According to the Bryan police, an officer patrolling the lake was flagged down by a person who said two people swimming in the lake were in distress. The person who alerted the officer was with the two students, both in their 20s. He had managed to rescue one of them, while the police officer rescued the other one and treated both of them with Cardiopulmonary resuscitation until medical help arrived, the police said.
The students were taken to St Joseph Hospital, where their condition is stated to be critical. It was not immediately clear as to why they were swimming in the severe weather.
India’s Consul-General in Houston has been monitoring the two students’ medical needs and the situation closely. According to the Consulate, Nikhil is yet to show signs of improvement, while Shalini showed some improvement today for the first time since she was admitted to the hospital.
Nikhil’s mother, Suman Bhatia, has arrived from India. Shalini’s brother will be arriving tomorrow, the Consulate said.

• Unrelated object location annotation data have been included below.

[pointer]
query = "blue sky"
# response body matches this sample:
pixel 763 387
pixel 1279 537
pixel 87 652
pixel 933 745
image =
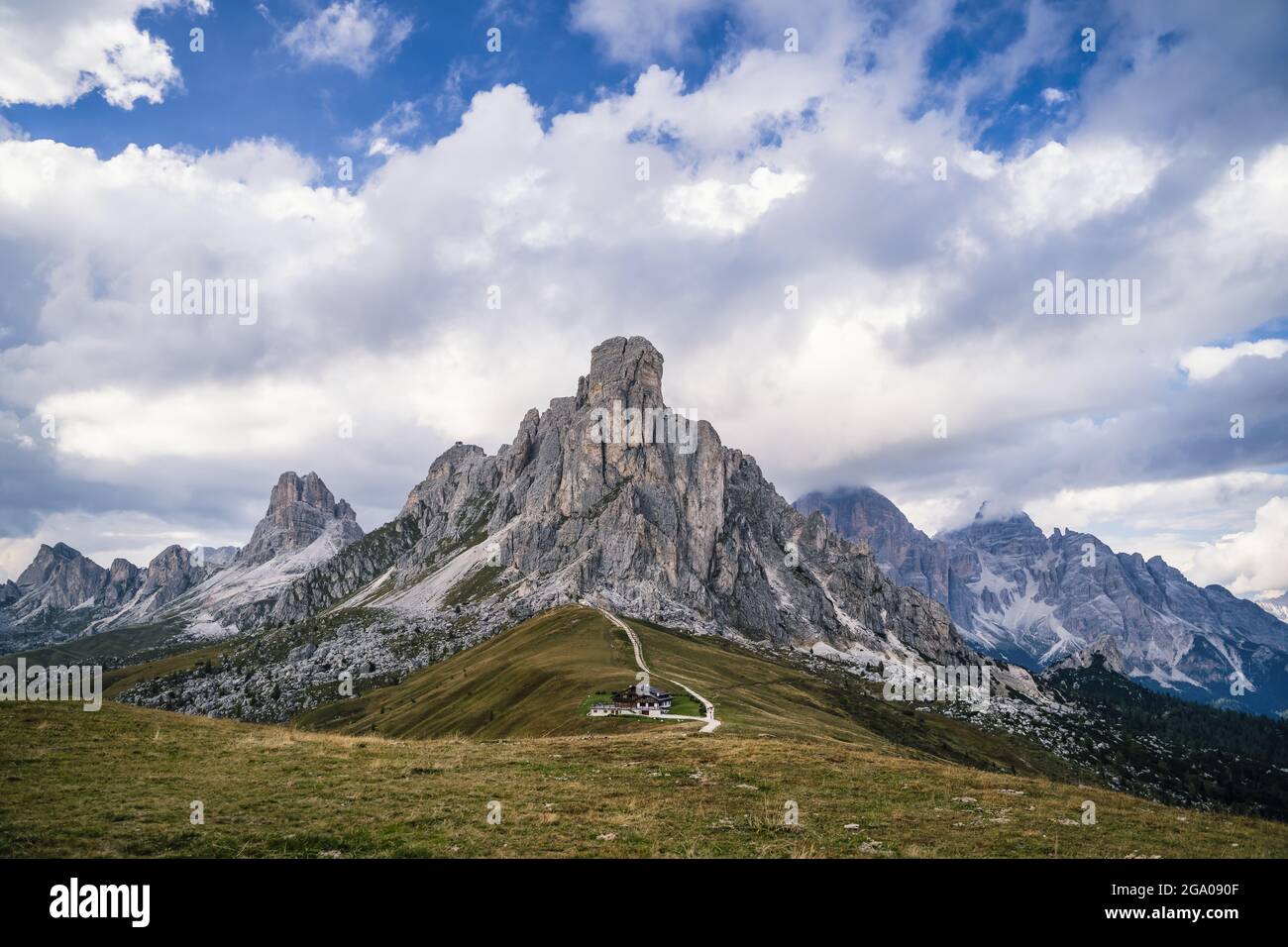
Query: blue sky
pixel 248 84
pixel 769 167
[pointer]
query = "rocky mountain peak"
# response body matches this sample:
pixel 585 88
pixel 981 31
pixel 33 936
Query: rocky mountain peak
pixel 626 369
pixel 664 523
pixel 292 488
pixel 300 509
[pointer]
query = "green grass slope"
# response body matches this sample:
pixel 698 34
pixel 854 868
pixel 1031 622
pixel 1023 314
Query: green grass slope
pixel 120 784
pixel 533 681
pixel 529 681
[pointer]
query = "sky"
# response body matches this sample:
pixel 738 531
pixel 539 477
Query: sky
pixel 833 219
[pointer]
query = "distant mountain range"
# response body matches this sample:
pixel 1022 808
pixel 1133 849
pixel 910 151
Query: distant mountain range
pixel 1035 599
pixel 63 592
pixel 608 495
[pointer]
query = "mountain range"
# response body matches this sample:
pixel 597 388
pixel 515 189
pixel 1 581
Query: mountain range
pixel 1034 599
pixel 653 517
pixel 63 592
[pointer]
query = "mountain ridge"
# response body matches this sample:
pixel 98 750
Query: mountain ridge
pixel 1034 599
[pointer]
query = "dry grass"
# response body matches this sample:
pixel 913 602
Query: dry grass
pixel 119 783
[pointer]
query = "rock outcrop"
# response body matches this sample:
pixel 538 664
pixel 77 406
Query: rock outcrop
pixel 608 493
pixel 299 512
pixel 1034 599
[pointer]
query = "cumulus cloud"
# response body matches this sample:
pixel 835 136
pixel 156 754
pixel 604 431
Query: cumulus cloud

Around 13 million people were battling “catastrophic” flooding and torrential rains in the storm-ravaged Texas where Hurricane Harvey has wreaked havoc, turning streets into raging rivers and claiming at least nine lives.

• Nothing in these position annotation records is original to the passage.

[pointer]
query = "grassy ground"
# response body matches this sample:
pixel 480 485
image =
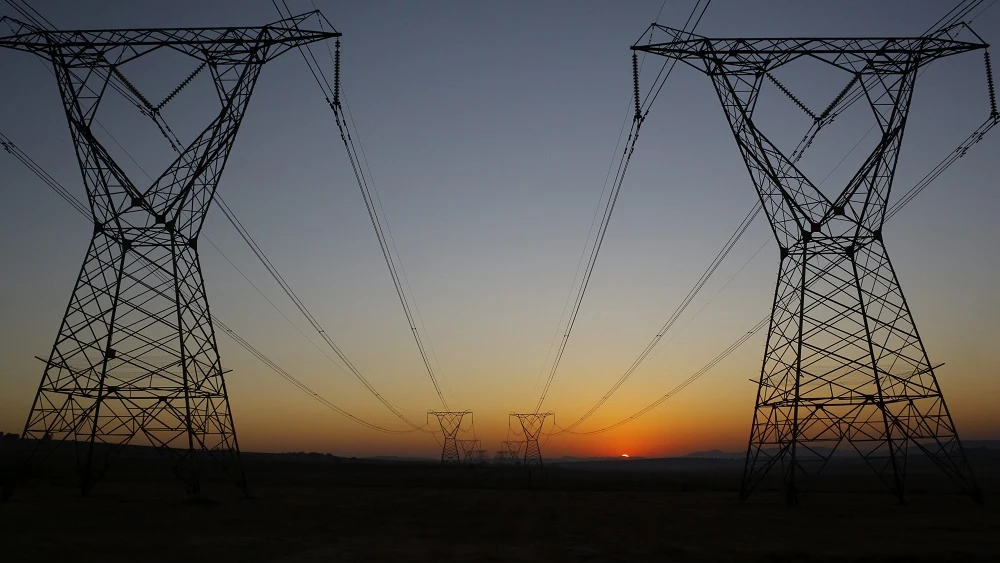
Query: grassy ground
pixel 321 510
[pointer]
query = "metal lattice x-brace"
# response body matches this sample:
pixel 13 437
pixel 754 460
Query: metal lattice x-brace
pixel 451 423
pixel 843 361
pixel 136 359
pixel 531 425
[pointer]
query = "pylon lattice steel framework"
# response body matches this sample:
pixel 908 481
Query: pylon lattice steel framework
pixel 531 425
pixel 843 359
pixel 451 423
pixel 136 353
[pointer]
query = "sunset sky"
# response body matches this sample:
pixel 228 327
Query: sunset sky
pixel 489 128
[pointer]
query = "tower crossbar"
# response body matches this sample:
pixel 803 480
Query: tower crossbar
pixel 135 360
pixel 844 365
pixel 531 426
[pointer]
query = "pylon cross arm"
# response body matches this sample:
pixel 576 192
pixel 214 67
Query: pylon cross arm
pixel 766 54
pixel 223 44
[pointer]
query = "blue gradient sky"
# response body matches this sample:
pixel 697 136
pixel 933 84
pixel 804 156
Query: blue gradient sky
pixel 489 127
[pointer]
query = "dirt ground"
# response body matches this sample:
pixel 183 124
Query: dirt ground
pixel 325 509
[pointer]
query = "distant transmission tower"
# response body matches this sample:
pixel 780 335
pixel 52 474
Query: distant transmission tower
pixel 136 360
pixel 450 422
pixel 843 361
pixel 531 424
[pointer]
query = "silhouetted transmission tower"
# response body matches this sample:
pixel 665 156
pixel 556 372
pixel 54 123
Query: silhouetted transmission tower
pixel 136 358
pixel 450 422
pixel 531 424
pixel 843 360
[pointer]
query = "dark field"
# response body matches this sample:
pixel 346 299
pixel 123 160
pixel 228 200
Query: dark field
pixel 318 508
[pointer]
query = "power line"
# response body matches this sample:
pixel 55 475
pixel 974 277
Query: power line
pixel 79 206
pixel 609 206
pixel 838 105
pixel 369 193
pixel 976 136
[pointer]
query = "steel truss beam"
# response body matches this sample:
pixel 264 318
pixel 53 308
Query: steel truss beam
pixel 843 362
pixel 451 423
pixel 136 360
pixel 531 425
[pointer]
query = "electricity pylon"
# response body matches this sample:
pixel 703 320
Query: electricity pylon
pixel 843 361
pixel 531 425
pixel 472 451
pixel 466 447
pixel 450 422
pixel 135 360
pixel 509 452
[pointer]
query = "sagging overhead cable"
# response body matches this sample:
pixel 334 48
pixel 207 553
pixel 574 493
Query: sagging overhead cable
pixel 838 105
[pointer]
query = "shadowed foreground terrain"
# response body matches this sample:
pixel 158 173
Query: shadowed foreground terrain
pixel 321 508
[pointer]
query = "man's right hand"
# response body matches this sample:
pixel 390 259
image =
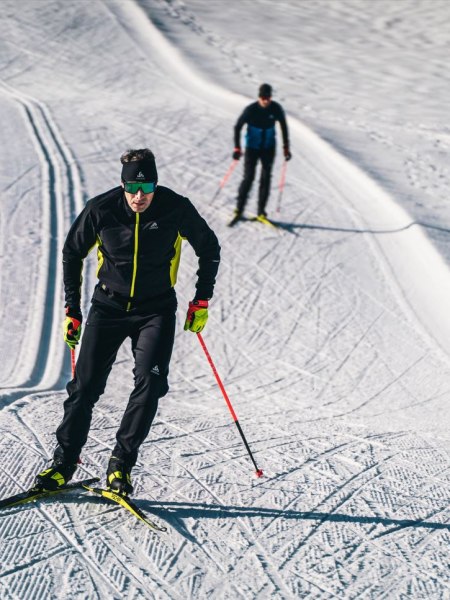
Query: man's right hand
pixel 72 326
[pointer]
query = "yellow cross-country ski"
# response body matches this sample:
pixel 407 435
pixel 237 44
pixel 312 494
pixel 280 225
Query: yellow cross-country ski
pixel 128 505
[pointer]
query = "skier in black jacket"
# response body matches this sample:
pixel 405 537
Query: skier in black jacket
pixel 260 141
pixel 138 228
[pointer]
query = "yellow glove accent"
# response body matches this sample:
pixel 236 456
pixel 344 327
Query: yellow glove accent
pixel 197 316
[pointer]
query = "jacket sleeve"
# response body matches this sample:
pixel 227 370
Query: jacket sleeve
pixel 79 241
pixel 206 246
pixel 238 128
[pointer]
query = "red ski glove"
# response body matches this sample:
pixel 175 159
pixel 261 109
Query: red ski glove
pixel 197 316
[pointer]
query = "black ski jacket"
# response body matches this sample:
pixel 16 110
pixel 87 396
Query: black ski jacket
pixel 261 126
pixel 139 253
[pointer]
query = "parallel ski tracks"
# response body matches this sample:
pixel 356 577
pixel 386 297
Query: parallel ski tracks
pixel 61 199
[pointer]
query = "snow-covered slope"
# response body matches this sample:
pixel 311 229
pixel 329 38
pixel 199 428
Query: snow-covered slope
pixel 330 334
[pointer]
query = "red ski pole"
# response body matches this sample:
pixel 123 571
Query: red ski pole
pixel 226 177
pixel 259 472
pixel 281 184
pixel 73 361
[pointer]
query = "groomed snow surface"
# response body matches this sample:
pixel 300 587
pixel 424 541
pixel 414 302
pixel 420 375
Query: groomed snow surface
pixel 330 333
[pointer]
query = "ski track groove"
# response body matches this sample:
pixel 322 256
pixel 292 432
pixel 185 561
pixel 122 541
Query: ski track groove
pixel 56 163
pixel 262 555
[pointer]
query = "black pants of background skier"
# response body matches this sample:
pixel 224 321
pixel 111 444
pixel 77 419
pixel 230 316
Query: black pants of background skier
pixel 266 156
pixel 152 330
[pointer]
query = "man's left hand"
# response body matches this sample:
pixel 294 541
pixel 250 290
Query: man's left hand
pixel 197 316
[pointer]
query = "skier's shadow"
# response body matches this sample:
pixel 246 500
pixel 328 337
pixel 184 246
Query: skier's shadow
pixel 175 512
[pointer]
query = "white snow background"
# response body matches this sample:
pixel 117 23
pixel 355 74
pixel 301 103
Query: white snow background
pixel 331 333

Meteorologists have forecast that the historic rainfall will dump up to 50 inches by tomorrow. Heavy rain bands were expected to move in over the Houston area overnight, which will continue the catastrophic and life-threatening flash-flood emergency in the area.
At least 200 Indian students stranded at the University of Houston due to the flooding after Hurricane Harvey hit Texas were being evacuated to safer places, authorities have said. The students were being provided food and other supplies by the Indian-American community in the area.

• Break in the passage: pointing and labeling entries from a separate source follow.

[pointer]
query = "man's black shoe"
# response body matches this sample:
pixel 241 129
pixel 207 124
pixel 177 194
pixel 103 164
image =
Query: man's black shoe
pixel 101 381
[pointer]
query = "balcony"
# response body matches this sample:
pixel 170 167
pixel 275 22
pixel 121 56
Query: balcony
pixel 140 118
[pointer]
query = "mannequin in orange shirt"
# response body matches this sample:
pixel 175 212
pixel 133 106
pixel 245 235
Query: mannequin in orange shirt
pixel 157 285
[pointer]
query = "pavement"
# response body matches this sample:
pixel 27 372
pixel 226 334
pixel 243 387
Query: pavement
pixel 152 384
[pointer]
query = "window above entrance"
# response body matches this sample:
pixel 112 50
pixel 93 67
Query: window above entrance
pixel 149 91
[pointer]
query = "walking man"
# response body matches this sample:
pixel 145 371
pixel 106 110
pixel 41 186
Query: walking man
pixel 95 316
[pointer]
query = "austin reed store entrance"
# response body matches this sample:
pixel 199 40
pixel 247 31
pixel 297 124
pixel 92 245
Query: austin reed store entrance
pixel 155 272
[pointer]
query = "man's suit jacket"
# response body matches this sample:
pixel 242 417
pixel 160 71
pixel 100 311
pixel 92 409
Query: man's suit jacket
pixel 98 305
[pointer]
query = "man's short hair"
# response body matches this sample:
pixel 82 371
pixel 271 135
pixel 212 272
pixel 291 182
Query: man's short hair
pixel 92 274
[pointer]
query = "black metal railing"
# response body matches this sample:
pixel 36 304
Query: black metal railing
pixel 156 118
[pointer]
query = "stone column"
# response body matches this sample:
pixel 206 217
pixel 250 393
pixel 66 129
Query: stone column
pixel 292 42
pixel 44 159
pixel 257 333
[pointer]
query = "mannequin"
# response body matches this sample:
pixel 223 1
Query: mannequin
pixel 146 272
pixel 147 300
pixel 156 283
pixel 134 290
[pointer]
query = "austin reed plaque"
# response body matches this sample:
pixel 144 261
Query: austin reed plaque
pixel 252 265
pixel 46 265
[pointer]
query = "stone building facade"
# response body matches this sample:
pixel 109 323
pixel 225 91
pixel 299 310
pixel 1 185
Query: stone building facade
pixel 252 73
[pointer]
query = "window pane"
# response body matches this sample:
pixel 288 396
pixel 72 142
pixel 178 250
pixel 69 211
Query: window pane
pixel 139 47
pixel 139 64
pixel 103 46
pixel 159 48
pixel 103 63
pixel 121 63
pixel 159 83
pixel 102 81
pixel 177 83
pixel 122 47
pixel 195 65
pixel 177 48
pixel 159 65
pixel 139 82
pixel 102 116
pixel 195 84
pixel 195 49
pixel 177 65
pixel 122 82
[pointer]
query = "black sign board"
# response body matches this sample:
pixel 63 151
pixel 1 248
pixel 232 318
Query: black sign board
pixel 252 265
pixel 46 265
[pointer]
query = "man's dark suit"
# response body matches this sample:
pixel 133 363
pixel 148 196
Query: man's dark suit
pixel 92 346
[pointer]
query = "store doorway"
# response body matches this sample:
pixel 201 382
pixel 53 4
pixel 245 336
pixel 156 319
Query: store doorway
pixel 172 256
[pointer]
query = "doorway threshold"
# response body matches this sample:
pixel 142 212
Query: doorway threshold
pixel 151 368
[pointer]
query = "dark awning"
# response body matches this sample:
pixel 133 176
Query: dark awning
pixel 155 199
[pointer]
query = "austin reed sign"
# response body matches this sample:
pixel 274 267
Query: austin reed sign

India’s Consul-General in Houston Anupam Ray has been in touch with the students and monitoring the evacuation process. Hundreds of Indian students, who were stranded in their homes and ran out of food, are being helped by the consulate.
Ray said members of the Indian graduate students’ organisations had reached out to him through Facebook last night. Despite all roads being inundated with water and closed for traffic, Ray personally went to the apartment complex where more than 250 Indian students were stranded.
According to local community leaders, at least 100,000 of Indian-Americans live in and around Houston area have been badly hit by the hurricane. “We are nervous. We are increasingly getting worried,” said Vivek Mehra, who lives in Cypress area of Houston.
“Things are getting bad to worse,” said Vijay Pallod, who lives in the Sugar Land city, one of the worst affected areas of Greater Houston Area. On Monday, Pallod received a notice from city authorities to evacuate. “We have never experienced a situation like this,” said Meera Kapoor, who has been living in Houston since 1976.